# Read the data

In [None]:
import unicodecsv as csv
from monkeylearn import MonkeyLearn
ml = MonkeyLearn('<your API key here>')

In [None]:
articles = [row for row in csv.reader(open("items_TechCrunch.csv"))][-100:]

# Classify:

## Without using a pipeline

We manually evaluate which articles are about startups and then only send those to the events and industry classifiers

In [None]:
text_list = ["\n".join([sample[1], sample[0], sample[3], sample[4]]) for sample in articles]

# startup classifier
module_id = 'cl_Xq6cFpsX'
res = ml.classifiers.classify(module_id, text_list)

for article, tag in zip(articles, res.result):
    article.extend([tag[0]["label"], tag[0]["probability"]])

# fill with empty spaces the ones that are filtered out
for article in [article for article in articles if article[-2] == "not_startup"]:
    article.extend(["","",""])

# classify the startup articles with event and industries
articles_startup = [article for article in articles if article[-2] == "startup"]
text_list = ["\n".join([sample[1], sample[0], sample[3], sample[4]]) for sample in articles_startup]
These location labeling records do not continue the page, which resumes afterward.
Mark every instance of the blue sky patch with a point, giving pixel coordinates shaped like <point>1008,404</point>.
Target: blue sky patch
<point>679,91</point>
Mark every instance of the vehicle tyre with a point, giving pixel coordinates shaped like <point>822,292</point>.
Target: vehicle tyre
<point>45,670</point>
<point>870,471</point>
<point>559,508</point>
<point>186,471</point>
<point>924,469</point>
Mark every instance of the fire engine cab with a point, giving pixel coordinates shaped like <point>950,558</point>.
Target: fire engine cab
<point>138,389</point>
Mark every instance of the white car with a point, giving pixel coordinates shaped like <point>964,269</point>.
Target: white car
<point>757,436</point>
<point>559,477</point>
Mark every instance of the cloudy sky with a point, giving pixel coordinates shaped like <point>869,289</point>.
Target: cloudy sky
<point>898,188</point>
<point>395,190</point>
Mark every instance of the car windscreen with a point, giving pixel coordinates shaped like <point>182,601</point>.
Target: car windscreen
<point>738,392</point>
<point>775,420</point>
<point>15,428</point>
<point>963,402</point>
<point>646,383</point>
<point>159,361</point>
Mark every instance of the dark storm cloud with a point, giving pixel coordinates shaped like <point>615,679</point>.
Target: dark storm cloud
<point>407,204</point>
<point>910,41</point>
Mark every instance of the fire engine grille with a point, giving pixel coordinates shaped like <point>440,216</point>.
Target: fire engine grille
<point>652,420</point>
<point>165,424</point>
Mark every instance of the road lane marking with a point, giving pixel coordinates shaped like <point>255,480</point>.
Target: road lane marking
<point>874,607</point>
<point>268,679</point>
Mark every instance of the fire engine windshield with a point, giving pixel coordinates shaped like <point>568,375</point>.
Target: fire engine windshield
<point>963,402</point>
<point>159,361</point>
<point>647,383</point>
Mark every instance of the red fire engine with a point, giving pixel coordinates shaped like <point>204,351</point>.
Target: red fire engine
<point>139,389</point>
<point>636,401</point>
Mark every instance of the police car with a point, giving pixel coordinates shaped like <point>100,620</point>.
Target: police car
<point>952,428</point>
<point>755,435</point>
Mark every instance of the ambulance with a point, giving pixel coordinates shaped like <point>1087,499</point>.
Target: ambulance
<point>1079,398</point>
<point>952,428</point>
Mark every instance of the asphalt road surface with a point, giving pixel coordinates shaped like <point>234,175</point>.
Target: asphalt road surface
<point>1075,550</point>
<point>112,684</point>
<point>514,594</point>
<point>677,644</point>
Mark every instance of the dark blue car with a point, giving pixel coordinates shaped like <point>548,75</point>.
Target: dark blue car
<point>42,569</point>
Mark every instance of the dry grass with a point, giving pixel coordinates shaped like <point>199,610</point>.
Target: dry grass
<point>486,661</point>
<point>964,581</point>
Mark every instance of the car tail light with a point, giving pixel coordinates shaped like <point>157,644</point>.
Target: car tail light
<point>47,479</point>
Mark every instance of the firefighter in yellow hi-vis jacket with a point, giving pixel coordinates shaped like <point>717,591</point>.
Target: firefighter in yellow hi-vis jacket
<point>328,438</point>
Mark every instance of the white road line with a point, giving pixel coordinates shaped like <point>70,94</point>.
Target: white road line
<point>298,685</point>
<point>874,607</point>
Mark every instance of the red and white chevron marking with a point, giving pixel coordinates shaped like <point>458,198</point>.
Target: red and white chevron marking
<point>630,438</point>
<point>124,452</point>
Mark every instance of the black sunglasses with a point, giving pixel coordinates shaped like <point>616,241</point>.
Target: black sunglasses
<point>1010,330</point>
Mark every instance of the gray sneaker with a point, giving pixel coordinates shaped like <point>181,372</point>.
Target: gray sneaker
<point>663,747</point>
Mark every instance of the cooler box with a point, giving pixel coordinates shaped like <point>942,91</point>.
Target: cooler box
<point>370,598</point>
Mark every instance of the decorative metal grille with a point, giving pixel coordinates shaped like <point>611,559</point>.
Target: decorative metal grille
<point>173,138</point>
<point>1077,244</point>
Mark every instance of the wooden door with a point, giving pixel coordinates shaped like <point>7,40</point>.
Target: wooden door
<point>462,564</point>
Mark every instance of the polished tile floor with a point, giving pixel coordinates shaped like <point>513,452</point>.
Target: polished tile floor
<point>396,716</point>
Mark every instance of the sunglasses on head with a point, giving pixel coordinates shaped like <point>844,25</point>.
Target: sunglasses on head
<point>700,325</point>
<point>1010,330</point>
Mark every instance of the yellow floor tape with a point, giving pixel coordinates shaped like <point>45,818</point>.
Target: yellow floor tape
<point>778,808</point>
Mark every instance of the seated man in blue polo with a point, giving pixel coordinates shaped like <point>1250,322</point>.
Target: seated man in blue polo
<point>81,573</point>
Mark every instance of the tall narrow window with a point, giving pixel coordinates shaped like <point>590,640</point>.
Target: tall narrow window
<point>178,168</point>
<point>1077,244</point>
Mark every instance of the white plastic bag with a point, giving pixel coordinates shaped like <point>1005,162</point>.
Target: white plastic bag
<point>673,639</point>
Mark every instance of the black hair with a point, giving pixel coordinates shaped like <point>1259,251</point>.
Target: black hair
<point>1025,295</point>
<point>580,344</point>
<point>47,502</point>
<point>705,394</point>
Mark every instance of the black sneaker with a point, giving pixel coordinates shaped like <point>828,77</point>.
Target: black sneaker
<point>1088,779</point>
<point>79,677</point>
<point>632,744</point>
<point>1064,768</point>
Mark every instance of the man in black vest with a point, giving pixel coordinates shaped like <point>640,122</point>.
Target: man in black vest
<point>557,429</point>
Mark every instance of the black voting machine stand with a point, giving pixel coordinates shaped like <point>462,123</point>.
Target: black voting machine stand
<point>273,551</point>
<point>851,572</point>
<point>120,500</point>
res_events = ml.classifiers.classify('cl_iju4tFr6', text_list)
res_industries = ml.classifiers.classify('cl_nt3NPYem', text_list)

for article, event, industries in zip(articles_startup, res_events.result, res_industries.result):
    # Join the list of industry labels under one semicolon separated line
    industries = ";".join([tag[0]["label"] for tag in industries])
    article.extend([event[0]["label"], event[0]["probability"], industries])

## Or, Using a pipeline

We send everything only once, and the pipeline knows what to do. Because you're not sending your data multiple times, it's twice as fast!

In [None]:
data = {
  "texts": [{"text": "\n".join([sample[1], sample[0], sample[3], sample[4]])} for sample in articles]
}

# Use the pipeline to classify. We only talk with MonkeyLearn once
res = ml.pipelines.run('pi_5HDTFuxu', data)

for article, tags in zip(articles, res.result["results"]):
    # First add to every article the startup tag
    is_startup = tags["is_startup"][0]
    article.extend([is_startup["label"], is_startup["probability"]])
    
    if is_startup["label"] == "startup":
        event = tags["event"]
        # Join the list of industry labels under one semicolon separated line
        industries = ";".join([tag[0]["label"] for tag in tags["industry"]])
        article.extend([event[0]["label"], event[0]["probability"], industries])
    else:
        article.extend(["",""])

# Save those results back to a csv

In [None]:
with open("classified_example.csv", "wb") as csvfile:
    writer = csv.writer(csvfile, dialect='excel')
    writer.writerows(articles)